Originally Posted by
alvaranz
Hello,
It might be possible that in the following months I could meet a Venture capital Firm to show them an interesting project.
We are developing a technology star-up, and we are in the seed stage.
I would like to be given a some advices about the following questions:
1. Which is tha main manner in which VC firm works... is that correct that you ask them for money and they normally ask you for a participation/company shares %?
No, that's not the way it works. Very few entrepreneurs ever get funded by simply approaching a VC firm and saying "hi Mr. VC, I have a good idea/business, will you fund me?" You need to have connections, either internally on your team, or externally through people you know.
The second part of the question, yes, VC's are a subset of private equity and thus ultimately make equity investments. However, very few VC deals are structured as I give you X millions and you give me Y% of the company.

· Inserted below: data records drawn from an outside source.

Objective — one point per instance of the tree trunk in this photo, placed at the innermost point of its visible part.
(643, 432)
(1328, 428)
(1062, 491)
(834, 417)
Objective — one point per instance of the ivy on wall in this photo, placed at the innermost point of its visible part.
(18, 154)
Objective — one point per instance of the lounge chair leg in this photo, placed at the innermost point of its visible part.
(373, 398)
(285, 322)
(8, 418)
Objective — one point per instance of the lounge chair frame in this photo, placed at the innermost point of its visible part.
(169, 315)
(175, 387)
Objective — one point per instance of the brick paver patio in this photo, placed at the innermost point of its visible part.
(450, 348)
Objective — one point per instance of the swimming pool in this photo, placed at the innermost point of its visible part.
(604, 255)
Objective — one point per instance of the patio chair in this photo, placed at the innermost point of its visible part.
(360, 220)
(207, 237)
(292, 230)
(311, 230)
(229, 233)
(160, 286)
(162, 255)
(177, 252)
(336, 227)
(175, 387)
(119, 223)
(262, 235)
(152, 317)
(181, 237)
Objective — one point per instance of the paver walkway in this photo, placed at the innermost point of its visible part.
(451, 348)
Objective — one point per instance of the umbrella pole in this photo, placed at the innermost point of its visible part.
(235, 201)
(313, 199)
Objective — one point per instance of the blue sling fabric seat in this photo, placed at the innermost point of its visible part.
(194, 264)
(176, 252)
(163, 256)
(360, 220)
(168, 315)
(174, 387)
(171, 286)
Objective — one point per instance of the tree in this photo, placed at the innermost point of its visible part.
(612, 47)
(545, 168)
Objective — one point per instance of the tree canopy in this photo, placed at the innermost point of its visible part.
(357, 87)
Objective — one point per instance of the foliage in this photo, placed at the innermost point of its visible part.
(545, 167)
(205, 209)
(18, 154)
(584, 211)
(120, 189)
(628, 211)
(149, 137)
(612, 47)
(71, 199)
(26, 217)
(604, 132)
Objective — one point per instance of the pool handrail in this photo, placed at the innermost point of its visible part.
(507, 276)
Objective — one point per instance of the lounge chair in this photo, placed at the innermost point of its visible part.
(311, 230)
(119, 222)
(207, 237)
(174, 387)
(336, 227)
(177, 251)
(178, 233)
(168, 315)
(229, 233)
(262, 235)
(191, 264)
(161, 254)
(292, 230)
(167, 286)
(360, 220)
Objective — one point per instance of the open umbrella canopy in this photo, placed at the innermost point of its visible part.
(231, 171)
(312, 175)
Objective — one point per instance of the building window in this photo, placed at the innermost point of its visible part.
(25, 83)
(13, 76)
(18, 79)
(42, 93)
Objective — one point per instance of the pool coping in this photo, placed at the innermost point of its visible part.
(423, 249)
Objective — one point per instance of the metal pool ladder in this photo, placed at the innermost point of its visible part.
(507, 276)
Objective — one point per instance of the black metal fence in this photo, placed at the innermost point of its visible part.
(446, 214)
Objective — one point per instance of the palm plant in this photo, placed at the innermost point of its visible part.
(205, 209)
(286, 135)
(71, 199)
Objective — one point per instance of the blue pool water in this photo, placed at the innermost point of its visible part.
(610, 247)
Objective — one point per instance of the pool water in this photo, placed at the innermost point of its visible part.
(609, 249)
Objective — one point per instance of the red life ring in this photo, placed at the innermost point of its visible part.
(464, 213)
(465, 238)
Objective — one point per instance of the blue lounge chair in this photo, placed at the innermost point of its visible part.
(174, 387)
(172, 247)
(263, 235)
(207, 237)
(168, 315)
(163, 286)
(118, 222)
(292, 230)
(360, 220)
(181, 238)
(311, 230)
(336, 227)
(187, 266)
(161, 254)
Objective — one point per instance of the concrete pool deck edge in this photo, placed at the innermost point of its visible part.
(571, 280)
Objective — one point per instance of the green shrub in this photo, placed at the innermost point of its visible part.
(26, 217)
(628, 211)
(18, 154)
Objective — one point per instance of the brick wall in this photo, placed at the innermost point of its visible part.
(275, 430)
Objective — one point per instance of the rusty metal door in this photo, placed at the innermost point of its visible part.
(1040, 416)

Various types of convertible securities are used to protect the firm and give them preferential treatment in many situations, be it vesting options or future dilution.
2. Are they always interested in managing some processes in the company ther are investing in or they give you the money and let you do it by your own?
They don't just hand you money and let you roam free. At a minimum you will give up control through board seats. In the optimal situation, you will leverage the VC's experience and connections in the industry to help your business.
3. Which is the best way of building a company society in case you are gonna ask for VC capital to a VC firm, PLC public company or LTD limited company?
In the U.S., VC firms will almost always prefer to invest in a Delaware Corporation. Thus it is advisable to to create one from the beginning or a Delaware LLC which can be somewhat easily converted to a Delaware Corp. In the UK I am not sure.
4. Which are the main keypoints to be sucessful for a VC firm to invest in your project?
I'm not sure I fully understand the question, but here's a shot:
1) For non-revenue generating companies they will use the VC valuation method, whereby the terminal value of the firm should produce the required IRR desired. This relates back to the post-money valuation and investment made. I am trying to say, if your return doesn't have enough potential (min. 10x, but more likely much more) than they won't even consider the deal.
2) The people matter more than the business or idea.
3) The idea is worthless, you need to be as far along in the business and as close to revenue generation or profitability as possible and have a tangible product or service in most cases. Don't go trying to sell an idea.
Any other advise would be really helpfull as this is the first time that im gonna meet a VC firm... I think there is always a first time...
How do you know you are going to meet a VC firm? Judging by your questions, I'm not sure you understand what makes an investment preferable to even approach a VC firm.